Like those property programmes you get where Mr and Mrs Gorgeously Happy Professional Couple and their precious little two year old "He's reading already don't you know?" sproglet are looking for a new family home in the country. And it has to be somewhere lovely and peaceful. And large. And beautiful. What's their budget? Half a million. Oh, now there's a challenge. I can hardly bear to watch, it's so tense! And we're supposed to identify with these people! We're supposed to actually give a flying fuck about whether they wind up in the 17th century ranch with the original stone fireplace and the stained glass windows, or the new build nuveau-riche mansion with the pool and the solarium.
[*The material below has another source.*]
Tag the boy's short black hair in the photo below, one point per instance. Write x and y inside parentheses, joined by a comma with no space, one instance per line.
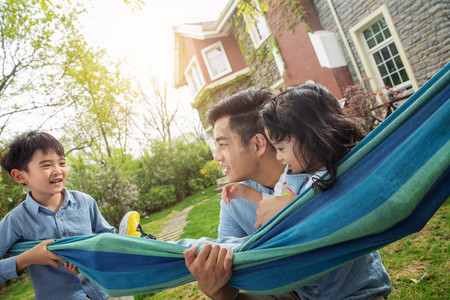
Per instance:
(19,153)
As IF I'm really going to be sitting on the edge of my seat thinking, "Well, it's very lovely, but has it got an atrium, I'd be devastated if it didn't have an atrium, because they deserve one, don't they? They're a lovely couple and they deserve one, I would hate to see them without an atrium, but oh LOOK, it has! Oh I'm so relieved! I don't think I could have slept at night if it hadn't."

And the advisors always have to go a little bit off the wall with them. They always throw something in that isn't quite what they wanted, or it goes "a little over budget". I mean come ON! They gave you enough of a budget to buy half of Yorkshire, and yet STILL you searched and scoured the country to find something even MORE expensive. "It's a little over your budget - but LOOK! It has a sauna AND a tennis court. Now I KNOW you said you'd be happy with just the one or the other, but it's ONLY another thirty grand."

It's lovely how they use that phrase 'over budget'. These people know NOTHING! They wouldn't know a budget if it sent bailiffs round to beat them up and rob their TV! You want to know the true meaning of a budget? A budget, a REAL budget, is making sure you can pay your mortgage and be able to eat something other than beans on toast for the next 20 years of your life. I don't think Mr & Mrs Perfect are going to be left sobbing into their organic muesli at the realisation that, due to a slight excess on the mortgage budget, little Jimmy is having to make do with bog-standard cheap rackets and sneakers from JJB Sports when he spends his evenings on the tennis court with the personal trainer.

But what I really want to see is a property programme that deals with REAL property challenges. Stuff that affects the vast majority of real people at some point in their lives. "So, you're looking for a structurally sound vermin-free one bedroom property within the greater London area or within an easily commutable distance thereto, and your budget is... less than a hundred grand. Hmm... Get bent."

Either that, or at least take us back to the gloriously huge property the rich attractive couple bought so we can see the state it's in six months down the line, now little Jimmy is walking and using the stone cladding for solo tennis practice and they've had another baby. I want to see, just for once, some proper real-life family goings on in one of these places! "How are we doing? Well, as you can see the stained glass windows are gone. Jimmy made swift work of those. The baby sicked up on the Axminster carpet, so that's going next, and the solarium was a fantastic idea - I'm booked into the hospital next week to have a melanoma removed, so thanks a bunch you smug bastards!"

Then at least I would know there was some justice in the world.